Culture

An American in Denmark: Investigating the “Happiest Country in the World”

Over a year ago, president-hopeful Bernie Sanders spoke of Denmark as his “American Dream.” But of course—2016’s “happiest nation in the world”  boasts generous welfare for its citizens, little economic disparity, and, well, happy citizens. As a current exchange student in Copenhagen, I have the opportunity to investigate the country that Sanders deemed his socialist haven.  So is Denmark truly as perfect as it seems? And should the US adopt its policies?

 

  1. “Denmark offers generous welfare for its citizens.”

This is true; Danes have told me that it’s “rare to see homeless people in Denmark,” as the government will provide for you if you are struggling financially. As a result, however, taxes are exceptionally high in this country: the average Danish income tax is around 45 percent (which doesn’t include the flat state tax). So, while the state offers extensive welfare for its citizens, it comes at a relatively hefty price.

  1. “Denmark is socially progressive.”

Without context, this could be true. Denmark is considered one of the most socially progressive liberal countries in the world. But, Denmark is also an extremely homogenous population. When  I walk around the streets of Denmark, I rarely see another person of color. This makes sense, as until recently, Denmark has had a comparably low influx of immigrants (as opposed to say, the US), who mostly come from Western European countries. So, while Denmark can boast equality among its citizens, many of them do come from similar backgrounds.
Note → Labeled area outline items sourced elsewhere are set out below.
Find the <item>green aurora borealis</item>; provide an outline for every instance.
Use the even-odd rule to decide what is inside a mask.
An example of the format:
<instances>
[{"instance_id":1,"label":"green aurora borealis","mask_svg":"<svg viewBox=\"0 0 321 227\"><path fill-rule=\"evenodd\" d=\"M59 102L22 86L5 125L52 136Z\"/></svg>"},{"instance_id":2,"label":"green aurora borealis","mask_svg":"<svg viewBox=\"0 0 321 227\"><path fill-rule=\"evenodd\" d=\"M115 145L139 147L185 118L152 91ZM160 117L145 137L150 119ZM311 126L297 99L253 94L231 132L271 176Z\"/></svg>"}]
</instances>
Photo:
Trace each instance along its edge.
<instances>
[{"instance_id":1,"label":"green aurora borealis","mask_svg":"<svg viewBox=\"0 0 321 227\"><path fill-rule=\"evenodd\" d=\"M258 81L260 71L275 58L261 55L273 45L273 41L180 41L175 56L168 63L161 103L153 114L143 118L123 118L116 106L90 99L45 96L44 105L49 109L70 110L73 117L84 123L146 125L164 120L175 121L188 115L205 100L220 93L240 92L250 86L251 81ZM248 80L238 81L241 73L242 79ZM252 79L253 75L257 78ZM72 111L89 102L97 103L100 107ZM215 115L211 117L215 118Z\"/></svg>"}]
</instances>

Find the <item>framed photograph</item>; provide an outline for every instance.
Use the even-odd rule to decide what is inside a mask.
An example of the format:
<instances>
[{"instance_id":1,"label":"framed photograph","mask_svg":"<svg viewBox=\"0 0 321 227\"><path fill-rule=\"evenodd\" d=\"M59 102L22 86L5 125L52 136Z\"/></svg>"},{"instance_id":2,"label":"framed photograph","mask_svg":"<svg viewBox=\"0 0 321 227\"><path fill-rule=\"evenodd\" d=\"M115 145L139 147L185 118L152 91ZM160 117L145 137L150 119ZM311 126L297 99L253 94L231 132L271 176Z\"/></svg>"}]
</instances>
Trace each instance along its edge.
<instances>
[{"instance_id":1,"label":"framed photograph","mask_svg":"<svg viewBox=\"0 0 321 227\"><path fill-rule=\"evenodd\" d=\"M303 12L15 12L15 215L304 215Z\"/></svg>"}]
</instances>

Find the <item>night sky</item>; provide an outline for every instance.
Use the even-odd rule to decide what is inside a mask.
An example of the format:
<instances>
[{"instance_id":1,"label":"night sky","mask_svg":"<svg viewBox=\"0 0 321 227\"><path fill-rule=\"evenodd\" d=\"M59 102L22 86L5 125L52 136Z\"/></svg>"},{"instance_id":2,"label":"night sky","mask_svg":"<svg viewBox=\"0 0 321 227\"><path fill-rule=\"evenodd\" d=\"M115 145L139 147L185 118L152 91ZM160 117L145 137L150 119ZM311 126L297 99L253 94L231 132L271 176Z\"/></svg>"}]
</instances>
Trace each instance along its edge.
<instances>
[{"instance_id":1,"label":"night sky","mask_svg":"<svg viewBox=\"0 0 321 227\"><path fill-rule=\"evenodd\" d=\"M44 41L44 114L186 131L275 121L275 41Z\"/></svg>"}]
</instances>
  1. “The US should adopt Danish government policies.”

Proooobably not. Denmark’s population totals 5.6 million, compared to the US’s whopping 310 million. So while high taxation and generous benefit programs can be comfortably doled out to Danish citizens, the resources would be spread far too thin in the US.

  1. “Denmark’s government is extremely liberal and socialist.”

Recently, there has been a rise in the Danish People’s Party in Denmark: a right-wing, conservative party that opposes immigrants and is damagingly nationalist. So while the Social Democrats are in power, the People’s party is slowly rising in power thanks to xenophobic sentiment in the country. In addition, Denmark is not a socialist economy: it’s a market economy. Property rights are not controlled by the state, and business, labor, trade, and credit regulations are light. Sorry, Marx.

  1. “Danes are so friendly!”

You’re not supposed to say “hey, how are you?” in Denmark. Danes take it as an affront; they don’t know you well enough to answer that question. This is a fair thought process, but it is one that permeates all social interactions. Danes will not go out of their way to be friendly to you, and will give you strange looks if you try to make nice (believe me, I’ve tried cracking a joke or two). But to be fair, alcohol is the great equalizer: the Danes love drinking, and once they drink they love everyone.

 

Denmark is a spectacular country, and I’m entirely grateful to be studying abroad here. But it (and any other country, for that matter) isn’t as perfect as it seems. So while Denmark is not the socialist haven that media has characterized it as, countries like the US can learn a thing or two from it (and vice versa). And before you get too dissuaded by this article, university is free and students are paid a stipend to go to school in Denmark. So there’s that.